Behind the Scenes of Juke AI
Enonic is building smarter tools with practical AI. See the technical details behind the curtains of our new AI agent Juke.
Written by Vegard Ottervig on
Enonic is building smarter tools with practical AI. See the technical details behind the curtains of our new AI agent Juke.
Written by Vegard Ottervig on
At the latest Enonic Meetup, Mikita, Software Engineer at Enonic, took the stage to explain how the team built Juke AI—Enonic’s conversational, content-aware AI assistant. Juke is already available to paying customers and is actively being integrated into the Enonic ecosystem.
But what sets it apart isn't just the interface—it’s the engineering and lessons learned under the hood.
See the presentation:
The journey began in late 2023, just after OpenAI introduced its Assistants API. That release made it possible to manage history and conversation flow more effectively, and within a week, the Enonic team had spun up a prototype.
Dubbed Saga, the MVP combined basic chat and translation capabilities within a single application. However, as complexity grew, the team split it into two dedicated services: one for content interaction and one for text transformation—ultimately forming the foundation for Juke AI.
One of the first major technical challenges Enonic tackled was the speed of translation. Large blocks of content—sometimes multiple A4 pages—were taking over 50 seconds to process. That was too slow to be useful.
The solution? Splitting translation tasks by field and processing them in parallel with careful throttling per user and per platform. Combined with a switch to faster models like Gemini 1.5 and 2.0 Flash, this approach brought translation times down dramatically—from nearly a minute to under five seconds for large inputs.
These changes not only improved performance but allowed for progress indicators, giving users real-time feedback instead of blank waits. The key lesson: don’t just use the most powerful model—use the right model for the task, and tune it well.
Mikita walked the audience through some of the unexpected behaviors they encountered when working with AI prompts. Even clearly written instructions were sometimes ignored or misunderstood by the model.
For example, when asked to return a markdown-formatted output, the model returned plain text—or when JSON was requested, it sometimes wrapped the result in markdown formatting, or worse, delivered creative-but-useless formatting structures.
To address this, the team refined their prompting approach by explicitly defining expected response types, improving examples, and using robust result handling logic.
One of the big takeaways?

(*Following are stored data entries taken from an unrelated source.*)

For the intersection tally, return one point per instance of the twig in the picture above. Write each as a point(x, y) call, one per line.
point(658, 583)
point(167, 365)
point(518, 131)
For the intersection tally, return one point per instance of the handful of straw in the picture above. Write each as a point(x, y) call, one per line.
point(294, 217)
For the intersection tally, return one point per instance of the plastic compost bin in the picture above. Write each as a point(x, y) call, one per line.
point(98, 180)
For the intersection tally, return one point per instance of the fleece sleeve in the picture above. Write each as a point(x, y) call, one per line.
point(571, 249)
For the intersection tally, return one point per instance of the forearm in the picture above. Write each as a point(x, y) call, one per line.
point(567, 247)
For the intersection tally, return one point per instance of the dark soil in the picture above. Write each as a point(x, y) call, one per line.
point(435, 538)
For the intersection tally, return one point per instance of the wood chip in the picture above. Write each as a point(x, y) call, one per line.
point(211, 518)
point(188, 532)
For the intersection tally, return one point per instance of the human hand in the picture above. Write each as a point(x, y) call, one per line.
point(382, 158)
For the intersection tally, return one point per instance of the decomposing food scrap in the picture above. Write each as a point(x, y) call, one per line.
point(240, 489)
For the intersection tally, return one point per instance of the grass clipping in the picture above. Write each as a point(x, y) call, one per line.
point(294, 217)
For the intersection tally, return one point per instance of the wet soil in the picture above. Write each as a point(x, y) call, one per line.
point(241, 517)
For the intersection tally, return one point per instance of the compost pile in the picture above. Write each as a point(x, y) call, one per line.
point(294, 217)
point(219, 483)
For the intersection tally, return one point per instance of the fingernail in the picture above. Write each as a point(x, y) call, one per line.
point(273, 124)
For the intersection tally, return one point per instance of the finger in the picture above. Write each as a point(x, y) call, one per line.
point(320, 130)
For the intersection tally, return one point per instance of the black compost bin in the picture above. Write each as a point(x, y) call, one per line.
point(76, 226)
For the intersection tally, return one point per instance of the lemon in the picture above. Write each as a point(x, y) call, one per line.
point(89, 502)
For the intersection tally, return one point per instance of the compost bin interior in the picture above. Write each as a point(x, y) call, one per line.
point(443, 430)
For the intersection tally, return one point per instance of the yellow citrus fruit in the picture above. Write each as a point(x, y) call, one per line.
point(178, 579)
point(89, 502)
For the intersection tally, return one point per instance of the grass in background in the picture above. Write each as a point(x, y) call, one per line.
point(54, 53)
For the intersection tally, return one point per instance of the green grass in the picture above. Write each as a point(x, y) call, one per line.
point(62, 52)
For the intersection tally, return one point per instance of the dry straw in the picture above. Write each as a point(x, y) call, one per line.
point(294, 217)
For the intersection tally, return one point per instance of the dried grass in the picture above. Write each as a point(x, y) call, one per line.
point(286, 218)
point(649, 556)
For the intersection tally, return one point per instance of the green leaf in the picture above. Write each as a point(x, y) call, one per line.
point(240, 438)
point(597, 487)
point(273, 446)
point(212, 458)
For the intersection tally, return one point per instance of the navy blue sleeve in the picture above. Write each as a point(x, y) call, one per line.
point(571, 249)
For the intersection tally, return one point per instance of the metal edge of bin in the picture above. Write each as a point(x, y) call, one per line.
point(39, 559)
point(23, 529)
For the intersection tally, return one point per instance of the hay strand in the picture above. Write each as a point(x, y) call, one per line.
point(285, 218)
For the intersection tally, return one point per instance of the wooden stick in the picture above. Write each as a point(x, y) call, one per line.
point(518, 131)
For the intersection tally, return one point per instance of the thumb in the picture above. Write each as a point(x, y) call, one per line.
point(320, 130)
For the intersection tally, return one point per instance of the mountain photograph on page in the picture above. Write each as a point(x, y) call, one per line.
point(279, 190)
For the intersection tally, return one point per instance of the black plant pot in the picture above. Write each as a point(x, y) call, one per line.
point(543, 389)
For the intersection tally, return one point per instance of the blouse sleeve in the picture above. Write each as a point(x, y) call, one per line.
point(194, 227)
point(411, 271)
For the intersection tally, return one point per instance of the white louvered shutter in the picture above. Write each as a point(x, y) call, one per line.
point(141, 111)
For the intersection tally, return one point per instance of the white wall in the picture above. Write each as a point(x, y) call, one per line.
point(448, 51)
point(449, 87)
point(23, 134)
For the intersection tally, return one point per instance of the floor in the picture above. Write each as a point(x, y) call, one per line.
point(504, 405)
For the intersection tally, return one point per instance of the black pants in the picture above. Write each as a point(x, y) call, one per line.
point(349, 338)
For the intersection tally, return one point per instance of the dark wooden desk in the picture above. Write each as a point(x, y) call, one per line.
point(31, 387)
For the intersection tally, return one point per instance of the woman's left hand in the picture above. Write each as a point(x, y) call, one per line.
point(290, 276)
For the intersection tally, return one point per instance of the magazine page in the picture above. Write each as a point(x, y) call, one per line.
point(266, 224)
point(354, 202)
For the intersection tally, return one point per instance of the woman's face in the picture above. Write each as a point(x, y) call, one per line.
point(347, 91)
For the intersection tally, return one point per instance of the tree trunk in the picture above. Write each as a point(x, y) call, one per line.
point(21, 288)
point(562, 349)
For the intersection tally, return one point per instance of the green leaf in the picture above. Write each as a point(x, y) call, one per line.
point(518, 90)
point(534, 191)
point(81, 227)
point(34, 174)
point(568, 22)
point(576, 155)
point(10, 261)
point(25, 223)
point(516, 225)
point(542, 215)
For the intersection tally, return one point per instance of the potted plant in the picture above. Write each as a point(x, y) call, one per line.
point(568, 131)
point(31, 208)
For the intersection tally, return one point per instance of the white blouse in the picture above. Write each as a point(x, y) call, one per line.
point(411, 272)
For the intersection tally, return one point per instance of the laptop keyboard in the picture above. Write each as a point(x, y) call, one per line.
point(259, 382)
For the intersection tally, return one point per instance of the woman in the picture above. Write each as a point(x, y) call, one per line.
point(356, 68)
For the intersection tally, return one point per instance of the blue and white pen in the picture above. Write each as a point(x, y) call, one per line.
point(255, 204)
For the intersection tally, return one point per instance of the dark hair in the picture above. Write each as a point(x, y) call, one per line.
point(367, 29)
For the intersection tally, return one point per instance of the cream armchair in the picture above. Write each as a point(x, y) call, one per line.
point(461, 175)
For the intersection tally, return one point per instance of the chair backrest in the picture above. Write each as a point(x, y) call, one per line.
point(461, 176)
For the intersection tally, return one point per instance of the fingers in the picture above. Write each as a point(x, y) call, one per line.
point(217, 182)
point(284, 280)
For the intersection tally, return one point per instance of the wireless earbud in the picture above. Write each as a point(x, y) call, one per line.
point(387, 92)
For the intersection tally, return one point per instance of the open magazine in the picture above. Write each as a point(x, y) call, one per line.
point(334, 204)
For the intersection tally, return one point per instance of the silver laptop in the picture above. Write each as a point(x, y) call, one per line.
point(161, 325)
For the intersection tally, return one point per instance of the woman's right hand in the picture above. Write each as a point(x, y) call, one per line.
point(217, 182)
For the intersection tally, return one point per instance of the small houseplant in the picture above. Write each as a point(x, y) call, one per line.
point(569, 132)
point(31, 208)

Always expect the unexpected with generative AI—and build fallbacks for edge cases. What works for one version of a model may break in the next.
Initially, Juke was trying to handle analysis and content generation in a single AI call, but this approach proved too brittle. So the team split the process into two: first, a fast and focused analysis step, then a more creative generation phase.

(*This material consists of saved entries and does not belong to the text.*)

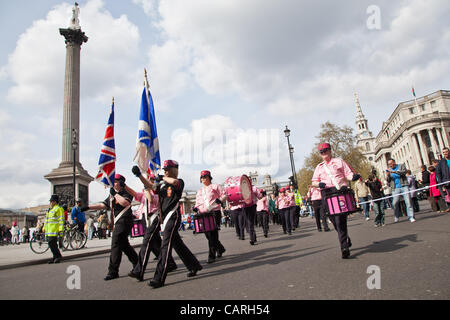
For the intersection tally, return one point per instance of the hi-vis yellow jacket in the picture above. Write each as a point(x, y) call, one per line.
point(54, 221)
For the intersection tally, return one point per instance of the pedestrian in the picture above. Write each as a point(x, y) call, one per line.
point(15, 233)
point(119, 202)
point(376, 191)
point(334, 172)
point(273, 208)
point(208, 201)
point(362, 196)
point(78, 217)
point(90, 226)
point(170, 191)
point(396, 177)
point(54, 226)
point(436, 199)
point(148, 211)
point(319, 213)
point(282, 204)
point(262, 208)
point(443, 175)
point(413, 187)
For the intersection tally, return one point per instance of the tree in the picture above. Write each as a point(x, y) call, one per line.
point(343, 145)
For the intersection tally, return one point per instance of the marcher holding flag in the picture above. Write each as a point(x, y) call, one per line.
point(119, 202)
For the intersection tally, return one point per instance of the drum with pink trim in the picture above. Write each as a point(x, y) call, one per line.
point(204, 222)
point(339, 201)
point(238, 190)
point(138, 229)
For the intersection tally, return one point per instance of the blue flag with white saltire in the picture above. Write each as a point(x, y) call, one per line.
point(107, 160)
point(147, 145)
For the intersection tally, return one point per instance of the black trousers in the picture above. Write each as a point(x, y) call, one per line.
point(264, 216)
point(292, 214)
point(339, 222)
point(282, 217)
point(53, 244)
point(250, 213)
point(150, 243)
point(319, 214)
point(215, 246)
point(119, 244)
point(235, 218)
point(171, 239)
point(242, 223)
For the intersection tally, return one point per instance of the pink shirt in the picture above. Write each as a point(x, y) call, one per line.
point(314, 194)
point(339, 169)
point(206, 196)
point(282, 202)
point(153, 206)
point(262, 205)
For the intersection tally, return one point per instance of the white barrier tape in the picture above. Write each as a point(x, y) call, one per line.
point(400, 194)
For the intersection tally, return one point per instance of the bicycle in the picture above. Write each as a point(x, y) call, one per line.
point(39, 243)
point(77, 237)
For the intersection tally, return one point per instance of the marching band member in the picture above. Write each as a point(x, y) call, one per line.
point(149, 203)
point(292, 206)
point(334, 172)
point(208, 201)
point(250, 213)
point(170, 191)
point(262, 209)
point(319, 214)
point(119, 202)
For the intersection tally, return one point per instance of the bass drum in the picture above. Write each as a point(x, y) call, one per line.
point(239, 190)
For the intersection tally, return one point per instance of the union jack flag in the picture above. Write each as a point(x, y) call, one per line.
point(107, 161)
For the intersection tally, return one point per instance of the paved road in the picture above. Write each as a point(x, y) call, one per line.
point(413, 261)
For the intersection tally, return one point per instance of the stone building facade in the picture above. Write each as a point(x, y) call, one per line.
point(414, 134)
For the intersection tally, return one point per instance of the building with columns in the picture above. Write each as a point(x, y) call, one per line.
point(415, 133)
point(365, 139)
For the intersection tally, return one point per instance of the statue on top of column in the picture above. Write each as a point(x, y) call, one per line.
point(74, 21)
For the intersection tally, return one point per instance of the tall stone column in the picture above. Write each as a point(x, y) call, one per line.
point(70, 169)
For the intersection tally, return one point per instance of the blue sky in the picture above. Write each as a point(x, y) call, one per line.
point(242, 67)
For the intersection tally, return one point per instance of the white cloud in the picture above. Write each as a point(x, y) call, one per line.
point(108, 59)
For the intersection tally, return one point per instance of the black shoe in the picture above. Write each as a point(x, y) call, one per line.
point(134, 275)
point(220, 253)
point(193, 273)
point(155, 284)
point(345, 253)
point(110, 276)
point(172, 268)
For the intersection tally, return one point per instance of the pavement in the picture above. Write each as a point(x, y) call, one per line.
point(14, 256)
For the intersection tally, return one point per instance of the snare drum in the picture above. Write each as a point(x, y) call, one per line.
point(238, 190)
point(138, 228)
point(339, 201)
point(204, 222)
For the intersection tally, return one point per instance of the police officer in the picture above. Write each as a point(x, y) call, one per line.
point(119, 202)
point(54, 224)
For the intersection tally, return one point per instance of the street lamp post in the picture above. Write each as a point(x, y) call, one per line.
point(74, 147)
point(287, 133)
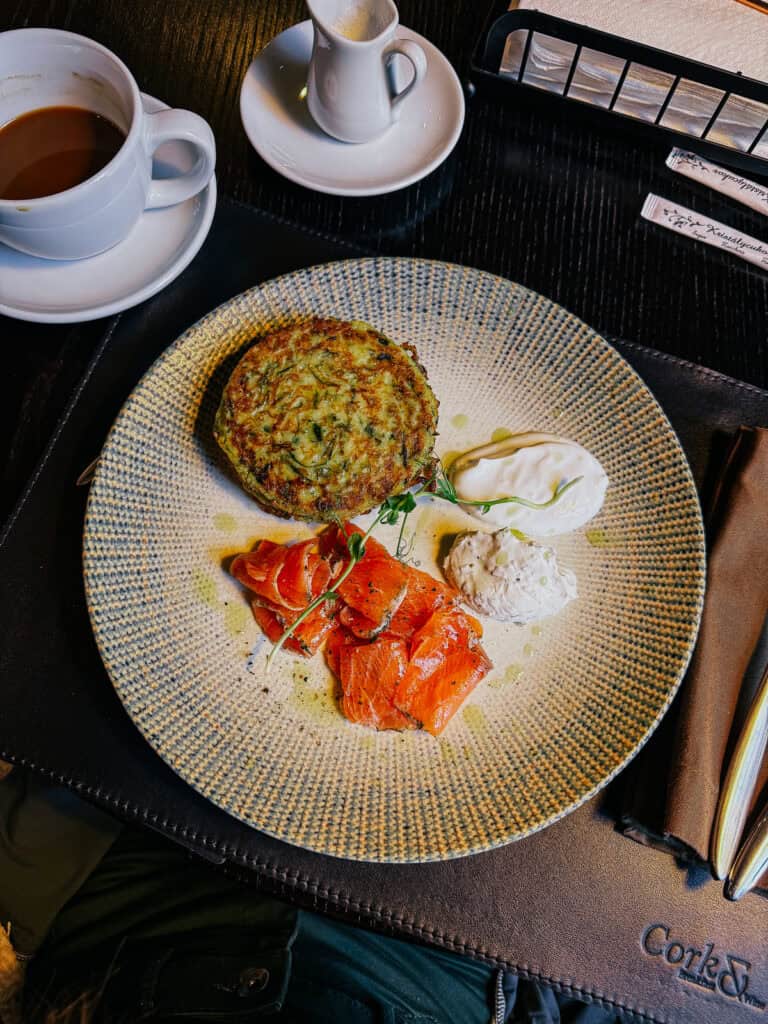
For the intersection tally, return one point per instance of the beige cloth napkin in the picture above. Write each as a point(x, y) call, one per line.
point(710, 712)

The analysis phase breaks down user input into task definitions per field—how many variants to generate, what style or tone to use, and what language is expected. The second step, using a more capable model, generates the actual content using that instruction set and a defined schema.
This change made outputs more accurate, reliable, and consistent—even across large or complex pieces of content.
From an architecture perspective, each Juke application runs as a standalone XP app, communicating via server events and browser events.
Content Studio injects part of the Juke code into its DOM and listens for AI-generated results, making it possible to interact with content fields directly.
Users might click a button to simplify text or generate a translation, which triggers a series of background events. These include websockets, shared workers, and server events—that flow back into the UI.
Juke apps use a model adapter layer to interact with AI models like Gemini, wrapping logic for conversation history, rate limiting, and content formatting. The result is a seamless, two-way communication flow between the editor interface and the AI models.
Mikita wrapped up with several key lessons for anyone building or integrating AI:
Juke AI already supports custom dictionaries, style guides, and project-level instructions—essential for companies with domain-specific language or branding requirements. Future versions will make it easier to apply these configurations site-wide, likely rolling out alongside Content Studio 6.
Enonic currently uses Gemini 2.0 in production, but plans to move to Gemini 2.5 once it exits beta. The improvements are notable, especially in reasoning and structured generation tasks.
As one attendee asked about tailoring AI behavior by user context—such as writing in different tones depending on the content area—Mikita confirmed it’s already possible, and further improvements are in the pipeline to support even more fine-grained control.